The robot said, "But it appears you are not well, sir."
Baley felt another twinge of satisfaction. He said, "I am well."
Behind the robot, he could vaguely see a crowding of several other robots - he could not count them - with their faces gleaming in the occasional lightning flash. As Baley's eyes adapted to the return of darkness, he could see the dim shine of their eyes.
He turned his head. There were robots at the left door, too, though that remained closed.
How many had Amadiro sent? Were they to have been returned, by force, if necessary?
He said, "Master Roboticist Amadiro's orders were that my robots were to return to the Institute and I was to wait. You see that they are returning and that I am waiting. If you were sent to help, if you have a vehicle, find the robots, who are on their way back, and transport them. This airfoil is no longer operative." He tried to say it all without hesitation and firmly, as a well man would. He did not entirely succeed.
"They have returned on foot, sir?"
Baley said, "Find them. Your orders are clear."
There was hesitation. Clear hesitation.
Baley finally remembered to move his right foot - he hoped properly. He should have done it before, but his physical body was not responding properly to his thoughts.
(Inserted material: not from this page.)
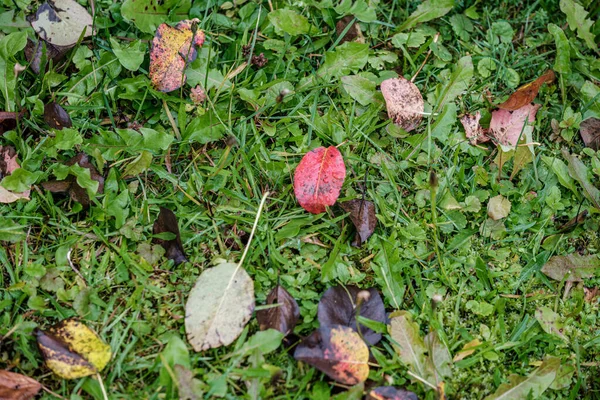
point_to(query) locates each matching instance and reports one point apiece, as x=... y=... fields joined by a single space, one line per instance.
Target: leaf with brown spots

Still the robots hesitated and Baley grieved over that. He was not a Spacer. He did not know the proper words, the proper tone, the proper air with which to handle robots with the proper efficiency. A skilled roboticist could, with a gesture, a lift of an eyebrow, direct a robot as though it were a marionette of which he held the strings. - Especially if the robot were of his own design.
But Baley was only an Earthman.
He frowned - that was easy to do in his misery - and whispered a weary "Go!" and motioned with his hands.
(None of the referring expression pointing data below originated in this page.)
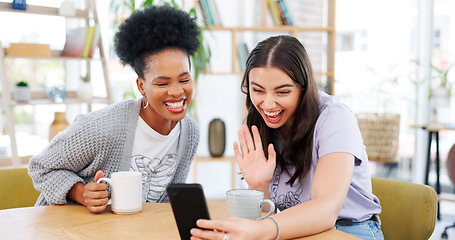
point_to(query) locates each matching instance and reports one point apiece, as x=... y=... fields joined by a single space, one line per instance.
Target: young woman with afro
x=152 y=135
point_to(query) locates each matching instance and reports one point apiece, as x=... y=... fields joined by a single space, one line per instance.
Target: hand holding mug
x=95 y=194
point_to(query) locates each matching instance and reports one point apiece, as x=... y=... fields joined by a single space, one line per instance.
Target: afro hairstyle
x=152 y=30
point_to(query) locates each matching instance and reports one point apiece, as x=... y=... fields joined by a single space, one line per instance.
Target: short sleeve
x=337 y=131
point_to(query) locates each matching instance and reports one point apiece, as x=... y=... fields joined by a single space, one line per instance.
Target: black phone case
x=188 y=204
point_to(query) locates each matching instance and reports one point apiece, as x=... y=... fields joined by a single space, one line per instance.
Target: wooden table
x=155 y=221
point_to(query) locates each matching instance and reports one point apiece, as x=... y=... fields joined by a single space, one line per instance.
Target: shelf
x=55 y=55
x=41 y=98
x=49 y=11
x=330 y=74
x=272 y=29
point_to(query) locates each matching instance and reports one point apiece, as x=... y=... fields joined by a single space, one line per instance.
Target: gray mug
x=247 y=203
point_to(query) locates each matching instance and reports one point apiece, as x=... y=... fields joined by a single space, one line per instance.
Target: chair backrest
x=408 y=209
x=16 y=189
x=451 y=164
Perhaps that added the last small and necessary quantity of weight to his order - or perhaps an end had simply been reached, to the time it took for the robots' positronic pathways to determine, by voltage and counter-voltage, how to sort out their instructions according to the Three Laws.
Either way, they had made up their minds and, after that, there was no further hesitation. They moved back to their vehicle, whatever and wherever it was, with such determined speed that they seemed simply to disappear.
The door the robot had held open now closed of its own accord. Baley had moved his foot in order to place it in the pathway of the closing door. He wondered distantly if his foot would be cut off cleanly or if its bones would be crushed, but he didn't move it. Surely no vehicle would be designed to make such a misadventure possible.
He was alone again. He had forced robots to leave a patently unwell human being by playing on the force of the orders given them by a competent robot master who had been intent on strengthening the Second Law for his own purposes - and had done it to the point - where Baley's own quite apparent lies had subordinated the First Law to it.
How well he had done it, Baley thought with distant self-satisfaction - and became aware that the door which had swung shut was still ajar, held so by his foot, and that that foot had not been the least bit damaged as a result.
65
Baley felt cool air curling about his foot and a sprinkle of cool water. It was a frighteningly abnormal thing to sense, yet he could not allow the door to close, for he would then not know how to open it. (How did the robots open those doors? Undoubtedly, it was no puzzle to members of the culture, but in his reading on Auroran life, there was no careful instruction of just how one opens the door of a standard airfoil. Everything of importance is taken for granted. You're supposed to know, even though you are, in theory, being informed.)
He was groping in his pockets as he thought this and even the pockets were not easy to find. They were not in the right places and they were sealed, so that they had to be opened by fumbles till he found the precise motion that caused the seal to part. He pulled out a handkerchief, balled it, and placed it between the door and jamb so that the door would not entirely close. He then removed his foot.
Now to think - if he could. There was no point to keeping the door open unless he meant to get out. Was there, however, any, purpose in getting out?
If he waited where he was, Giskard would eventually come back for him and, presumably, lead him to safety.
Dare he wait?
He did not know how long it would take Giskard to see Daneel to safety and then return.
But neither did he know how long it would take the pursuing robots to decide they would not find Daneel and Giskard on any road leading back to the Institute. (Surely it was impossible that Daneel and Giskard had actually moved backward toward the Institute in search of sanctuary. Baley had not actually ordered them not to - but what if that were the only feasible route? - No! Impossible!)
Baley shook his head in silent denial of the possibility and felt it ache in response. He put his hands to it and gritted his teeth.
How long would the pursuing robots continue to search before they would decide that Baley had misled them - or had been himself misled? Would they then return and take him in custody, very politely and with great care not to harm him? Could he hold them off by telling them he would die if exposed to the storm?
Would they believe that? Would they call the Institute to report? Surely they would do that. And would human beings then arrive? They would not be overly concerned about his welfare.
If Baley got out of the car and found some hiding place in the surrounding trees, it would be that much harder for the pursuing robots to locate him - and that would gain him time.
It would also be harder for Giskard to locate him, but Giskard would be under a much more intense instruction to guard Baley than the pursuing robots were to find him. The primary task of the former would be to locate Baley - and of the latter, to locate Daneel.